WASHINGTON (RNS) Atheists and humanists hope to increase their influence in politics with the launch of the Freethought Equality Fund, a new political action committee for nonbelievers.
“When people see respected ethical humanists and atheists serve in public office, this will begin to dispel many myths about nonbelievers,” said Bishop McNeill, coordinator of the new PAC that was launched Wednesday (Sept. 18).
The mission of the PAC is to grow the ranks of open humanists and atheists in public office at all levels of government. It will also seek to elect people who support the separation of church and state regardless of their personal beliefs, said Maggie Ardiente, director of development and communications at the American Humanist Association.
On a larger scale, the new PAC reflects a long-term strategy among nonreligious activists to increase their profile in Washington; last year the Secular Coalition for America hired Edwina Rogers, a veteran Republican lobbyist, as its executive director, in part to open doors on Capitol Hill.
The PAC was launched by the American Humanist Association’s Center for Humanist Activism; it's the first nontheist PAC to have full-time paid staff and start-up funds.
A 2012 Pew study reported that one in five Americans do not claim any religious affiliation, an increase of 5 percentage points during the past five years.
“Our patriotism is suspect, our value system is dismissed and the more we come out of the closet in certain communities as people who don’t happen to believe in a god, the more we observe new limitation in our business opportunities and in public life,” said Ardiente, referring to prejudice against the nonreligious. “Most of all, these voters want respect and equality for nontheists in the United States.”
Roy Speckhardt, executive director of the American Humanist Association, called nonreligious Americans “one of the largest minorities in the U.S.”
“But you’d never know it from our organized numbers or political power,” he said. “It’s time for that lack of representation to change.”
Organizers of the PAC said there are more than 24 nontheists currently in Congress, although freshman Rep.

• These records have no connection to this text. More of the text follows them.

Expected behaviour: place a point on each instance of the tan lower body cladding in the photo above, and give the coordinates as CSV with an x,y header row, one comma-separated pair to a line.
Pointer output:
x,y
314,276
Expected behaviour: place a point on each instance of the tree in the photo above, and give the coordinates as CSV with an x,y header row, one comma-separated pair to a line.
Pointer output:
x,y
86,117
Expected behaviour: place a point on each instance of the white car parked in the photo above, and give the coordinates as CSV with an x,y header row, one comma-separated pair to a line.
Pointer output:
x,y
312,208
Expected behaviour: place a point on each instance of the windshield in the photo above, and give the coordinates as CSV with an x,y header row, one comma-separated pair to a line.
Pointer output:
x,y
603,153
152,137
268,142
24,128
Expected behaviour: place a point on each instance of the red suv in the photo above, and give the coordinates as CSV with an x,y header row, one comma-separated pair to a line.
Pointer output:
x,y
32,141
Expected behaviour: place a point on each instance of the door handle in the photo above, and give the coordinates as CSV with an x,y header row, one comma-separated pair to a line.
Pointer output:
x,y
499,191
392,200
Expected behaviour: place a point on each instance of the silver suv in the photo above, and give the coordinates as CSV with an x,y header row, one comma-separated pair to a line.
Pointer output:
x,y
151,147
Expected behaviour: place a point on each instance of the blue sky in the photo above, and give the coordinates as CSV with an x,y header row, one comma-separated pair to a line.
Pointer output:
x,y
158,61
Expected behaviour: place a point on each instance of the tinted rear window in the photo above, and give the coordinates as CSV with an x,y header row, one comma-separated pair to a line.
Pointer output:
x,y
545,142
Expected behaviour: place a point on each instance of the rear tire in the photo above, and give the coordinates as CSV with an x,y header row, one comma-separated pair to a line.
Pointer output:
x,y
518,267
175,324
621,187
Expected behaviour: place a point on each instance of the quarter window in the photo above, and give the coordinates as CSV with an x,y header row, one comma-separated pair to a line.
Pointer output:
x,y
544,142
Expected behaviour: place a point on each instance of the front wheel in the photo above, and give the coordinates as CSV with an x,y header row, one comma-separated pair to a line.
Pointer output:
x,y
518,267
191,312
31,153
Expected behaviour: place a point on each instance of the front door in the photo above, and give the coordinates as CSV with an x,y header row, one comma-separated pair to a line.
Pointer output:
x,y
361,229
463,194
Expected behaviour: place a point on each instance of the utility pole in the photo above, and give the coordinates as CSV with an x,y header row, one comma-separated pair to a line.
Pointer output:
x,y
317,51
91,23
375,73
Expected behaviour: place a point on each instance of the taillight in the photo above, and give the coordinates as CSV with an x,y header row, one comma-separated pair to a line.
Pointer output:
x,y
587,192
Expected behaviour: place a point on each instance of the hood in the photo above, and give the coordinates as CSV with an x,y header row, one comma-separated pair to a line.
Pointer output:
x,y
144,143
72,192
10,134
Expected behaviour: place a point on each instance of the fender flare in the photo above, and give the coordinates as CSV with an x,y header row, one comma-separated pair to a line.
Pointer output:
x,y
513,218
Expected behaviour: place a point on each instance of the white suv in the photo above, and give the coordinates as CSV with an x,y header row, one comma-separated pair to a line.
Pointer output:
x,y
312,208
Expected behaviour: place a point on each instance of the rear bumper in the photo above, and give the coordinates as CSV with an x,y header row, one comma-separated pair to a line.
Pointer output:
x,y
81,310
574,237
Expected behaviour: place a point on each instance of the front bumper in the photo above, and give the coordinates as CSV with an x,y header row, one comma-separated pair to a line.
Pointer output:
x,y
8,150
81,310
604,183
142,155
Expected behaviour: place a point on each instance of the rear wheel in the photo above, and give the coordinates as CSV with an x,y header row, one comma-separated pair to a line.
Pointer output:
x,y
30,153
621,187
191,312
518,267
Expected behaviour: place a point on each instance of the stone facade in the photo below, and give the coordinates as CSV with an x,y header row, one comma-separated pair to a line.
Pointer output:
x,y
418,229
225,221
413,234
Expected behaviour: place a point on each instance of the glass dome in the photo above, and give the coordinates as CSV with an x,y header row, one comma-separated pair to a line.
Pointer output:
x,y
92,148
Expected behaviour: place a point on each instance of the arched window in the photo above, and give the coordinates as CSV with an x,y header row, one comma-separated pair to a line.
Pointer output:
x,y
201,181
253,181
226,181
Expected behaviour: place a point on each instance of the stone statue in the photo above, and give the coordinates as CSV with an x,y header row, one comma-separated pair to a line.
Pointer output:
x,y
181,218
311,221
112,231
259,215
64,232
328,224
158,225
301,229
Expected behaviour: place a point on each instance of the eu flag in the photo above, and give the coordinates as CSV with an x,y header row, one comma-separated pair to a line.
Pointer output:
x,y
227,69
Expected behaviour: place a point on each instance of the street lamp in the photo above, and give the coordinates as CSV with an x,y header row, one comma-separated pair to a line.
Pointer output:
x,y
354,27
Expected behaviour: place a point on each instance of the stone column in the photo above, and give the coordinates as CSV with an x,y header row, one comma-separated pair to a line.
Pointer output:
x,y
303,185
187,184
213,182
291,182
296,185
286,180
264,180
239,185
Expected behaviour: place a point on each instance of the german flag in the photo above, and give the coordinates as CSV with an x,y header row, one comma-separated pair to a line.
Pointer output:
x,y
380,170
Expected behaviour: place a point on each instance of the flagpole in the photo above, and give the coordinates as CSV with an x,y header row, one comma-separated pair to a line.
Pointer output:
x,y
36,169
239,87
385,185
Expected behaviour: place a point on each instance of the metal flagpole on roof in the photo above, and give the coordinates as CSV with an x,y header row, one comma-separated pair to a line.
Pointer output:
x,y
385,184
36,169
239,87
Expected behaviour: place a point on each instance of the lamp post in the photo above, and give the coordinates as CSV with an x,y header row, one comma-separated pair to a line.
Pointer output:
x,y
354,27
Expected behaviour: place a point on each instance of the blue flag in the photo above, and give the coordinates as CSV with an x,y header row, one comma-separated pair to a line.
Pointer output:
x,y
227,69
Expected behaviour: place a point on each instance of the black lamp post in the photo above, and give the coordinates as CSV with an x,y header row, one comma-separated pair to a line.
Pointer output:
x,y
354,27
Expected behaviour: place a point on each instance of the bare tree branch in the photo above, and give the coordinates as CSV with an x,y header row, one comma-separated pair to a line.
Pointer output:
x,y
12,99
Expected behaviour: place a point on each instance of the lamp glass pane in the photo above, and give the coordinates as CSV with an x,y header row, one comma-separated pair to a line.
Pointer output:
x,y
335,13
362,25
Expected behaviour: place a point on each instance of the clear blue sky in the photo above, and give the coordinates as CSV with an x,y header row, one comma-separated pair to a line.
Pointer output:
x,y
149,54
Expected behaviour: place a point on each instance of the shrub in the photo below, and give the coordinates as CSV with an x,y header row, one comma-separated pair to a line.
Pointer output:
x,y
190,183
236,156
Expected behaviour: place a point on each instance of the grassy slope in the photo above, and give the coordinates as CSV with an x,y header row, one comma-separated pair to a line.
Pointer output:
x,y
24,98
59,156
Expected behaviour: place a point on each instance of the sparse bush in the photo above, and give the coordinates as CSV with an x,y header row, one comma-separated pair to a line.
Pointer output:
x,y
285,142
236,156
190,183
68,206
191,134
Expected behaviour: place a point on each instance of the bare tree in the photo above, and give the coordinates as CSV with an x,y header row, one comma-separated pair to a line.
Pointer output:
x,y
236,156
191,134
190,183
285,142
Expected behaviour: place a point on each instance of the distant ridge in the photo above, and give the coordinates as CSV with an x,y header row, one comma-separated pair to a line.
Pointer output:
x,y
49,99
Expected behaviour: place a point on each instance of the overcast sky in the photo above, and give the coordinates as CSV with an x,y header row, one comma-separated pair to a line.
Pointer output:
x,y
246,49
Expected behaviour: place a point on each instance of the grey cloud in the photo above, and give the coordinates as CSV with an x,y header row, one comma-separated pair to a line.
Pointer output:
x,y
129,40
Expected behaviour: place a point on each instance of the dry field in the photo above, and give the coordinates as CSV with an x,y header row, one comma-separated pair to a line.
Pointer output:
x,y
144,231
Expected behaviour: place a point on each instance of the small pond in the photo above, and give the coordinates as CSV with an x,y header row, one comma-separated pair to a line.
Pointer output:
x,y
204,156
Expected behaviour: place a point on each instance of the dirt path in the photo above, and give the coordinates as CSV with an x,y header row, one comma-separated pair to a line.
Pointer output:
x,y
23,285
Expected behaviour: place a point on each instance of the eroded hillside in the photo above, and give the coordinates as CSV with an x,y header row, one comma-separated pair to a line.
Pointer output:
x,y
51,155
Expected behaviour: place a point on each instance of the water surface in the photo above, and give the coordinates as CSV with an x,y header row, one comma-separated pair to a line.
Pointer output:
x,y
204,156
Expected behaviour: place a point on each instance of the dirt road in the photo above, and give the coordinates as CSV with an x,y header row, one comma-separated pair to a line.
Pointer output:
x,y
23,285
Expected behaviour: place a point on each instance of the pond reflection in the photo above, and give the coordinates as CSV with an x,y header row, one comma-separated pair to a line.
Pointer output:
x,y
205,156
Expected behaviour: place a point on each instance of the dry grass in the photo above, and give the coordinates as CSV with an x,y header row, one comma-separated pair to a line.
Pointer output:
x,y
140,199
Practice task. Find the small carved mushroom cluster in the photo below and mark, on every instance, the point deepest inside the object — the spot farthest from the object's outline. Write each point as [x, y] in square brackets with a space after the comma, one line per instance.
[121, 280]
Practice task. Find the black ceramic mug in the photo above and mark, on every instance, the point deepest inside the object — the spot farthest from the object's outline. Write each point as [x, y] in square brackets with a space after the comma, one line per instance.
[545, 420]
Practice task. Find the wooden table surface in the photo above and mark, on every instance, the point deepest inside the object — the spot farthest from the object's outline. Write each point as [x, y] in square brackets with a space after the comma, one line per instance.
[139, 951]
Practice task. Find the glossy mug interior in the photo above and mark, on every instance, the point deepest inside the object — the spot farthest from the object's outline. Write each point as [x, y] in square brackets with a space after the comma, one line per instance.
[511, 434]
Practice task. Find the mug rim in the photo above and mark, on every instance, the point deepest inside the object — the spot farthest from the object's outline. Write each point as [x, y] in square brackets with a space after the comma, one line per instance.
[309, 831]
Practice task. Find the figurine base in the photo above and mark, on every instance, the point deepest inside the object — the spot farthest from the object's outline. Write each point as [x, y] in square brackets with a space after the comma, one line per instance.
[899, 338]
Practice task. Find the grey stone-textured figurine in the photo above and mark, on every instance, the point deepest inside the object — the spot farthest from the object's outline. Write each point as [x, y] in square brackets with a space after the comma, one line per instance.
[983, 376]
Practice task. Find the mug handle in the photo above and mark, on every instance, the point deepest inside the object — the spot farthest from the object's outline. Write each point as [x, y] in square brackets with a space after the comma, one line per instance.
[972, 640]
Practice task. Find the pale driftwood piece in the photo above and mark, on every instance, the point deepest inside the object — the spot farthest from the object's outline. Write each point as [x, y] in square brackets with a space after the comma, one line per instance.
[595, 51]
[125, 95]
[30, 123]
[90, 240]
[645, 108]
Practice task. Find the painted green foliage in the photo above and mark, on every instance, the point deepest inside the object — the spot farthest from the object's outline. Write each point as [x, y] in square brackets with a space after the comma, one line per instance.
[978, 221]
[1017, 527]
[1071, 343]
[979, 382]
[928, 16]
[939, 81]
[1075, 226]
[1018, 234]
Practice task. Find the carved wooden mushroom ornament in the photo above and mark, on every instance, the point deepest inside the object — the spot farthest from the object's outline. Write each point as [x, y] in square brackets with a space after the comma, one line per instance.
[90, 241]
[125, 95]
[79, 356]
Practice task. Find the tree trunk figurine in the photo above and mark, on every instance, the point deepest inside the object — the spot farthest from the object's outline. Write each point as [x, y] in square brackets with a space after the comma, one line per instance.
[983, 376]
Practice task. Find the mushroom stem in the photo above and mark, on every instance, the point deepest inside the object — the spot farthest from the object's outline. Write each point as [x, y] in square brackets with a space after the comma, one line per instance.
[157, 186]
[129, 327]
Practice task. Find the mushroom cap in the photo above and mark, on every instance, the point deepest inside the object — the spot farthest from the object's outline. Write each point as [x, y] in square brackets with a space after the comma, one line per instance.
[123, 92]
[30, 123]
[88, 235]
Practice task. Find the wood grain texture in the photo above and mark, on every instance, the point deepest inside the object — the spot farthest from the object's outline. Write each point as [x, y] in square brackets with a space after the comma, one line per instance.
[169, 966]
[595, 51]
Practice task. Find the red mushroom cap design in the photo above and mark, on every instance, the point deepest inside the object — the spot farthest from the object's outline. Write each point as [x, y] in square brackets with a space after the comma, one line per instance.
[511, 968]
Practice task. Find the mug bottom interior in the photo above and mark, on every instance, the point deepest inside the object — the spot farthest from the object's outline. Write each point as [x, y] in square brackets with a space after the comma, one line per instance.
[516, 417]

Kyrsten Sinema, D-Ariz., is the only member of Congress to publicly identify her religion as “none.”
Before an endorsement, the PAC will question candidates about personal beliefs, whether the theory of intelligent design should be taught in public schools and whether public funds should support religiously affiliated organizations, as well as questions about gay rights and abortion rights.
The PAC is currently considering five potential candidates for endorsement and financial support: congressional candidates Lee Rogers of California and state Sen. Will Brownsberger of Massachusetts, both Democrats, as well as incumbent House Democrats Bobby Scott of Virginia, Rush Holt of New Jersey and Judy Chu of California.
According to an initial PAC questionnaire and survey, no incumbent Republicans in Congress qualified for support from the Freethought Equality Fund. However, the group’s organizers said they hope to find Republicans who support their values.
Candidate support from the PAC includes making contributions of up to $5,000 per election, making independent expenditures on advertising, and recruiting volunteers and donors for a campaign.
“It is long past due for nonbelievers to have a say in who we want to represent us as our elected officials,” McNeill said. “Through careful research of potential candidates, the Freethought Equality Fund seeks to be at the forefront of the battle to erase the negative stigma associated with atheism or humanism by having the ability to influence political elections.”
Connie Mackey, president of FRC Action, a political action committee affiliated with the Family Research Council and that supports mostly Republicans, said although she disagrees with the premise of the Freethought Equality Fund, all PACs are welcome.
“The vast majority of Americans do believe in God,” Mackey said. “They want their elected officials to be held accountable to a higher authority, not just themselves.”